My other major issue is with the writing; it feels sloppy throughout. There are a number of issues that better copy-reading and editing should have addressed, but most of my issues are with the never-ending stream of colloquialisms and just plain wacky constructions. While I understand the desire to write a readable and readily-accessible text that sounds much like conversation, such a text can be achieved without these distressing features.

So. Having written far more for this entry than I meant to, my summary? Read three books by Northrop Frye, and you’ll be in far, far better shape (and know far, far more than Borg will teach you): The Great Code, Words with Power, and The Double Vision.

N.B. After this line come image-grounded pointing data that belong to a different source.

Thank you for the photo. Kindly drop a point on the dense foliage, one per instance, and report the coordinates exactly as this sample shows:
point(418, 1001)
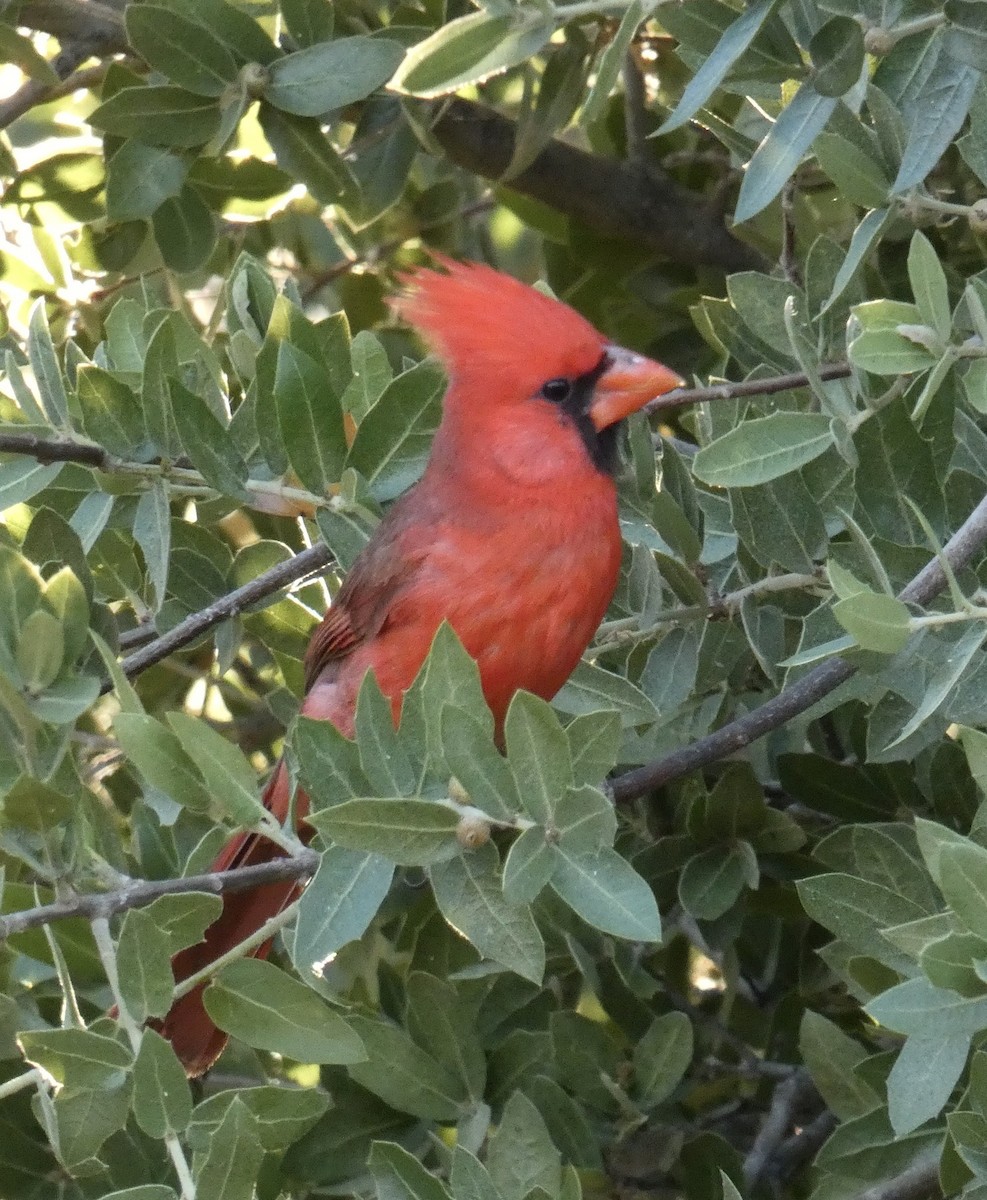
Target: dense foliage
point(777, 741)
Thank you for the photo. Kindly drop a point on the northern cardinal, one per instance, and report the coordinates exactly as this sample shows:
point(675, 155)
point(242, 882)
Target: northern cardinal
point(512, 537)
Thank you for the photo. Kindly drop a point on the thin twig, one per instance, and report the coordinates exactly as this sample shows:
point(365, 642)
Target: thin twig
point(808, 690)
point(781, 1117)
point(802, 1146)
point(915, 1183)
point(139, 893)
point(231, 605)
point(748, 388)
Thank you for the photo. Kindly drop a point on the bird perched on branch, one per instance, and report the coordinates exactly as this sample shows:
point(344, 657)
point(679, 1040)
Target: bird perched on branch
point(512, 537)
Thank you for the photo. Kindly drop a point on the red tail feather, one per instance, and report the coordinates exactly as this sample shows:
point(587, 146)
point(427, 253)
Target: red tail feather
point(187, 1026)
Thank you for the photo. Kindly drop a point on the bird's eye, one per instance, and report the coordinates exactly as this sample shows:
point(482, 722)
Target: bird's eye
point(557, 390)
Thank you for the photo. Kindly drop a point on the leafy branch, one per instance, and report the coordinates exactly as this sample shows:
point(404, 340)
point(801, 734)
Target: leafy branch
point(139, 893)
point(793, 701)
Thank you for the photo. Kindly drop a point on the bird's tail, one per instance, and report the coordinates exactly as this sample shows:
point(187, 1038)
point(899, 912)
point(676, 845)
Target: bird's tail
point(187, 1026)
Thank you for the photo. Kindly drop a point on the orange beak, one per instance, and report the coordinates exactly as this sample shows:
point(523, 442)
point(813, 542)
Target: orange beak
point(628, 384)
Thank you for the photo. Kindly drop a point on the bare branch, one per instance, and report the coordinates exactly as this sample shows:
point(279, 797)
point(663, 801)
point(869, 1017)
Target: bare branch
point(139, 893)
point(85, 29)
point(307, 562)
point(793, 701)
point(614, 197)
point(769, 387)
point(788, 1096)
point(48, 450)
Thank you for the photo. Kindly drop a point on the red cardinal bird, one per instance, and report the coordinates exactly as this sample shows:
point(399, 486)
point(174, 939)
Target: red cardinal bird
point(512, 537)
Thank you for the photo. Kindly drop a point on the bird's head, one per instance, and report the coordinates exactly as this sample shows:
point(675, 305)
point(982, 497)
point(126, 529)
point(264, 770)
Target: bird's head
point(508, 347)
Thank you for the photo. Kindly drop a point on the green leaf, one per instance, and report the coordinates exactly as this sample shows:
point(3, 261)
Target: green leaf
point(859, 175)
point(398, 1175)
point(161, 115)
point(866, 237)
point(141, 178)
point(162, 1101)
point(306, 154)
point(184, 917)
point(928, 285)
point(779, 154)
point(857, 911)
point(309, 21)
point(228, 1169)
point(405, 1075)
point(963, 880)
point(764, 449)
point(538, 753)
point(470, 49)
point(965, 36)
point(394, 438)
point(837, 55)
point(45, 364)
point(185, 231)
point(528, 865)
point(521, 1155)
point(585, 820)
point(228, 775)
point(594, 741)
point(943, 678)
point(411, 833)
point(153, 534)
point(40, 651)
point(444, 1025)
point(77, 1059)
point(282, 1114)
point(591, 688)
point(610, 61)
point(310, 419)
point(716, 65)
point(332, 75)
point(470, 894)
point(878, 622)
point(934, 113)
point(712, 881)
point(474, 761)
point(264, 1007)
point(662, 1057)
point(338, 905)
point(143, 960)
point(17, 48)
point(184, 51)
point(831, 1056)
point(383, 759)
point(208, 443)
point(605, 891)
point(922, 1079)
point(159, 756)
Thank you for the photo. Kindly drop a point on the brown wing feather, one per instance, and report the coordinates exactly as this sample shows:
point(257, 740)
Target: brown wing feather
point(382, 569)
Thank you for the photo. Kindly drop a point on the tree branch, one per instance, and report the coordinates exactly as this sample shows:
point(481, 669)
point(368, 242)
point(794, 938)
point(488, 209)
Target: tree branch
point(616, 198)
point(306, 562)
point(793, 701)
point(139, 893)
point(84, 30)
point(785, 1101)
point(747, 388)
point(915, 1183)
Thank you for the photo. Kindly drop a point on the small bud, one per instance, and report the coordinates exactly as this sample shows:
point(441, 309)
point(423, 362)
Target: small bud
point(458, 793)
point(472, 832)
point(255, 77)
point(879, 41)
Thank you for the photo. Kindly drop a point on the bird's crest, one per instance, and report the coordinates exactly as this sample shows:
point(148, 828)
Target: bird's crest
point(488, 325)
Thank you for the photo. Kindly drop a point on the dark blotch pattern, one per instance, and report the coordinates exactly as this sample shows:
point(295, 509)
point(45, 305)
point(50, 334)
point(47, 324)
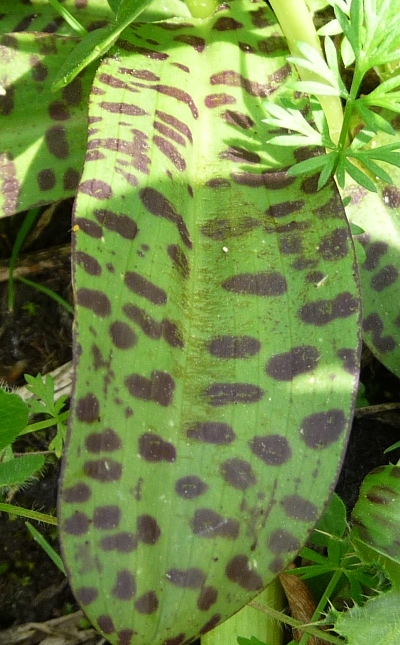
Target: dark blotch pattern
point(190, 487)
point(273, 450)
point(122, 336)
point(103, 470)
point(385, 277)
point(95, 300)
point(299, 360)
point(238, 570)
point(298, 508)
point(125, 585)
point(226, 393)
point(77, 494)
point(107, 440)
point(234, 346)
point(106, 517)
point(87, 408)
point(148, 530)
point(281, 541)
point(258, 284)
point(238, 473)
point(158, 388)
point(188, 578)
point(212, 432)
point(153, 448)
point(209, 524)
point(321, 429)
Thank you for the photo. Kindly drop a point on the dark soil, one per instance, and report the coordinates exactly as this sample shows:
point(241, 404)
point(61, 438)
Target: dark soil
point(35, 338)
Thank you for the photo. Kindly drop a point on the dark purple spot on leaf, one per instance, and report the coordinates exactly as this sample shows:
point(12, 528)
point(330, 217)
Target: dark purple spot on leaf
point(122, 335)
point(148, 530)
point(88, 408)
point(46, 179)
point(385, 277)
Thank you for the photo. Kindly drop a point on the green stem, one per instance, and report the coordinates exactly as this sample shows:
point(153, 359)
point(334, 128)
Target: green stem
point(249, 622)
point(314, 631)
point(297, 26)
point(25, 512)
point(20, 239)
point(322, 603)
point(47, 423)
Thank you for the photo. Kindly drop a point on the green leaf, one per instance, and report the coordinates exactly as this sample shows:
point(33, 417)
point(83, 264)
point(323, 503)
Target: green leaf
point(13, 417)
point(98, 42)
point(217, 312)
point(375, 622)
point(18, 470)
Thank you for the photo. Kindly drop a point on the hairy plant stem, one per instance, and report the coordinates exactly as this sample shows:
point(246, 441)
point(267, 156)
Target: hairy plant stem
point(297, 26)
point(297, 623)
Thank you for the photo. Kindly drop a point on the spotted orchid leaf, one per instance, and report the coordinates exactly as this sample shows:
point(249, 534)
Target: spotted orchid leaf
point(43, 135)
point(378, 215)
point(216, 338)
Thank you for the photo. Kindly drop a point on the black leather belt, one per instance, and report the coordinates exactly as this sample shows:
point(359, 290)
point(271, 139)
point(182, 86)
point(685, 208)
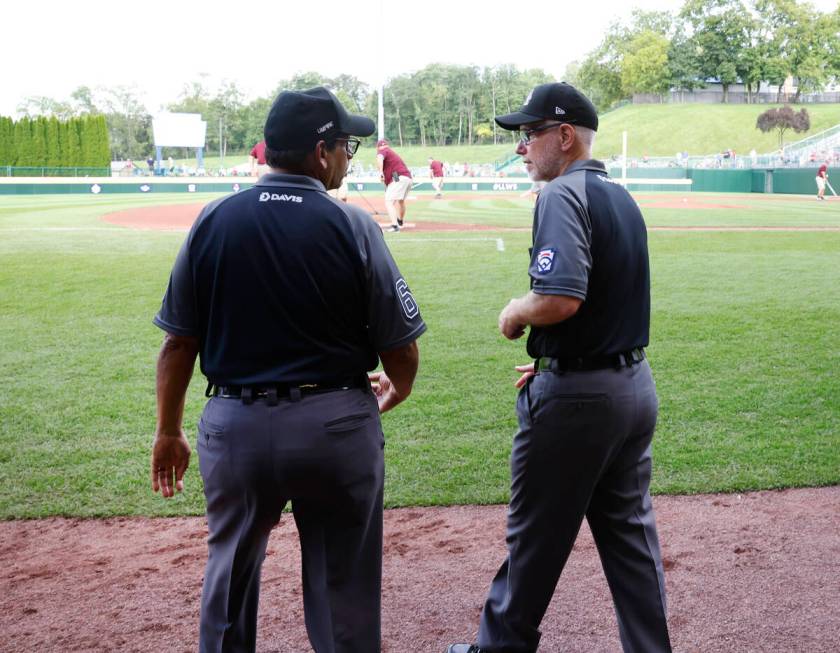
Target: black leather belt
point(275, 391)
point(588, 363)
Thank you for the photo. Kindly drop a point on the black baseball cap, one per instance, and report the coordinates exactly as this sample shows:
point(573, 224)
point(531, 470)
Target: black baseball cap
point(557, 101)
point(299, 119)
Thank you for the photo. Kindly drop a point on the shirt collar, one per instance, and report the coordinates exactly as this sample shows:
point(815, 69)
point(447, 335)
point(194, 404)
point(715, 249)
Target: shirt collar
point(293, 181)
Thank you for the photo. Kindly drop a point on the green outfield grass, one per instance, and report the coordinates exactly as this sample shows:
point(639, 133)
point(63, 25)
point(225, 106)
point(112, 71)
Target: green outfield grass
point(743, 347)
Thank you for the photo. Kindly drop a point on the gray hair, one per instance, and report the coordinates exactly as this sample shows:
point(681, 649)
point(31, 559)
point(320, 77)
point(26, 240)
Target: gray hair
point(585, 136)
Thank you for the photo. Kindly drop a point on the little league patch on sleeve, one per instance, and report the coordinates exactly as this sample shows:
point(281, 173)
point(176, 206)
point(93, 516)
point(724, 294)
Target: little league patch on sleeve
point(545, 260)
point(406, 299)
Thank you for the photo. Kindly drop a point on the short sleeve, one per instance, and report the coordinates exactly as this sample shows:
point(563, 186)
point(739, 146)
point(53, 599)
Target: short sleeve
point(177, 313)
point(393, 315)
point(561, 258)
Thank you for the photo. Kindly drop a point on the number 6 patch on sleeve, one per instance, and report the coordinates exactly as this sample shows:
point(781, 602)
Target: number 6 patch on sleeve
point(545, 260)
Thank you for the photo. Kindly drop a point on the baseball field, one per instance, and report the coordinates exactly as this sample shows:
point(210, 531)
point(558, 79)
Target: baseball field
point(744, 349)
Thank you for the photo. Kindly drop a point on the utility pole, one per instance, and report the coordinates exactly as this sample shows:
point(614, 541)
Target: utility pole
point(221, 149)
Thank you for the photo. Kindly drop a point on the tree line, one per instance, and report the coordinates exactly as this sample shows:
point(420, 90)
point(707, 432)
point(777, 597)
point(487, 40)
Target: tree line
point(77, 142)
point(726, 41)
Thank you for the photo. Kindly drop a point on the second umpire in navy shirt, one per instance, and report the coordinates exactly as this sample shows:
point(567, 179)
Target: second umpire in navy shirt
point(587, 407)
point(289, 298)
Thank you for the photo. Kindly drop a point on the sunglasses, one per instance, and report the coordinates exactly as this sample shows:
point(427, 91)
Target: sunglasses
point(526, 136)
point(351, 145)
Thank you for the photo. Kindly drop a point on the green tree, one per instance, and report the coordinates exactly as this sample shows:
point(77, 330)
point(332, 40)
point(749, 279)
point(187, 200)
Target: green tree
point(23, 143)
point(53, 144)
point(73, 153)
point(683, 62)
point(644, 66)
point(129, 123)
point(7, 142)
point(721, 34)
point(783, 119)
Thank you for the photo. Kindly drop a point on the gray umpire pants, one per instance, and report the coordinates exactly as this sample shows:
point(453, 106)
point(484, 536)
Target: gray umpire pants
point(582, 450)
point(324, 453)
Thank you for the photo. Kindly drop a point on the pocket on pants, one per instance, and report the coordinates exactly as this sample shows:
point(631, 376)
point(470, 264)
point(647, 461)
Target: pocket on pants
point(347, 423)
point(591, 407)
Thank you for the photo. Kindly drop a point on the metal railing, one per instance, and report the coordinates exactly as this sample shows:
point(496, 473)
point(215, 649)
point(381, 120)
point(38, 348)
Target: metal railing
point(48, 171)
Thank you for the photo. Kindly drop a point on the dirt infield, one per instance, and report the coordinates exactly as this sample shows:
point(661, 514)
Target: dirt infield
point(745, 573)
point(180, 217)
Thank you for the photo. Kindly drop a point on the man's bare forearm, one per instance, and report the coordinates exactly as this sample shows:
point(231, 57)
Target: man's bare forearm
point(401, 366)
point(542, 310)
point(174, 371)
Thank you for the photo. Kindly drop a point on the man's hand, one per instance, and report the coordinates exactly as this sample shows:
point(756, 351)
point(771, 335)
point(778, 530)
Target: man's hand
point(382, 387)
point(170, 459)
point(527, 373)
point(510, 324)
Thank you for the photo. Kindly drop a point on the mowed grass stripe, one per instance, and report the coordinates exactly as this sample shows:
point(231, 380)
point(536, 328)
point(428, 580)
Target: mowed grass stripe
point(743, 350)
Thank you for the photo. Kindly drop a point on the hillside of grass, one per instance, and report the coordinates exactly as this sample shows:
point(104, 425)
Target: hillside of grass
point(665, 129)
point(652, 129)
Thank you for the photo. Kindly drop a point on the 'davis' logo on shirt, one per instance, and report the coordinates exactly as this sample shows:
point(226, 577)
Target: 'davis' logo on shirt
point(277, 197)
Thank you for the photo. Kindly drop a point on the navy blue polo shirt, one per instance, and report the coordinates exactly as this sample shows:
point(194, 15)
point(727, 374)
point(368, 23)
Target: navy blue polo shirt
point(280, 283)
point(590, 242)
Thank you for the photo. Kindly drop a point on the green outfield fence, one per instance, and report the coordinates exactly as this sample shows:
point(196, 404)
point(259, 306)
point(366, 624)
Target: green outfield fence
point(798, 181)
point(46, 171)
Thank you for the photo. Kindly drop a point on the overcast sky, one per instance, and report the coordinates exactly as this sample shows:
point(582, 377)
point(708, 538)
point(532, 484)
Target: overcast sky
point(50, 48)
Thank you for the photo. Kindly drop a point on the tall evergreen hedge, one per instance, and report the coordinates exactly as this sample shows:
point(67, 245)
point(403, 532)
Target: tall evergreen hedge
point(79, 142)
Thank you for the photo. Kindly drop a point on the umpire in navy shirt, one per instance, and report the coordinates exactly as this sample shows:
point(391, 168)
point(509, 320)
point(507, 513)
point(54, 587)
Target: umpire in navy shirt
point(289, 297)
point(587, 406)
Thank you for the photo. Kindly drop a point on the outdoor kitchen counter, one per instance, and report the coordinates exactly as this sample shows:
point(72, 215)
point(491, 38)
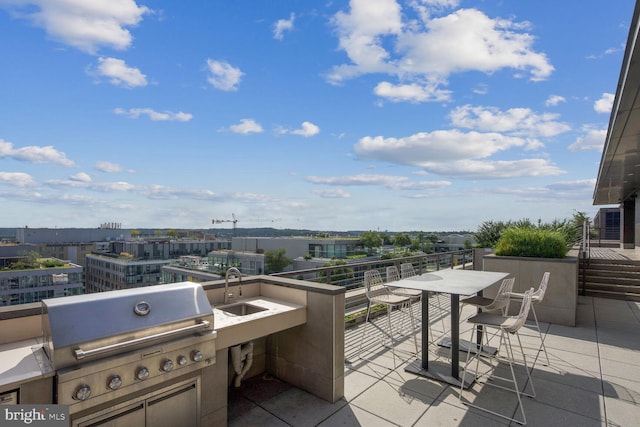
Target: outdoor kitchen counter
point(21, 362)
point(235, 329)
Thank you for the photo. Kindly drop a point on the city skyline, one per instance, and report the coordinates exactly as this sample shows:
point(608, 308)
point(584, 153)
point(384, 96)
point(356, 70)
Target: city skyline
point(368, 114)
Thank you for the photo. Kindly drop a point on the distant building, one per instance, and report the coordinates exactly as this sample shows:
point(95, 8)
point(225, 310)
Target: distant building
point(249, 263)
point(111, 272)
point(175, 273)
point(26, 285)
point(454, 242)
point(132, 264)
point(71, 244)
point(299, 246)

If you’re looking for a book to teach from, they’d still be better, but this is decent for a church setting.

Monday, August 02, 2004

Evelyn Waugh, The Loved One.

I've been a fan of Waugh's since fourth-year. I was supposed to be working on my thesis, so I read Brideshead Revisited. And then Decline and Fall. Vile Bodies, A Handfull of Dust, Sword of Honour... I've now finished most of them, and while I've owned a second-hand copy of The Loved One for a while now, I'd not gotten around to it.

Like all of Waugh, it's a bleak and viciously funny book. Dennis Barlow, a young English poet, has been fired by a studio, and is working at a pet cemetary and living with his uncle. The uncle dies, and Dennis goes to "Whispering Glades" to arrange the funeral. Astonished by the place (as was Waugh; his fascination with Forest Lawn was the inspiration for this novella), he falls in love with it even as he falls for Amy Thanatogenos, an assistant there who helps him. He woos her, and wackiness ensues.

It's a short, quick read, and I'm still amazed that I hadn't read it to this point. While a rather affected book, it's fun, and its savage satire is well-worth reading.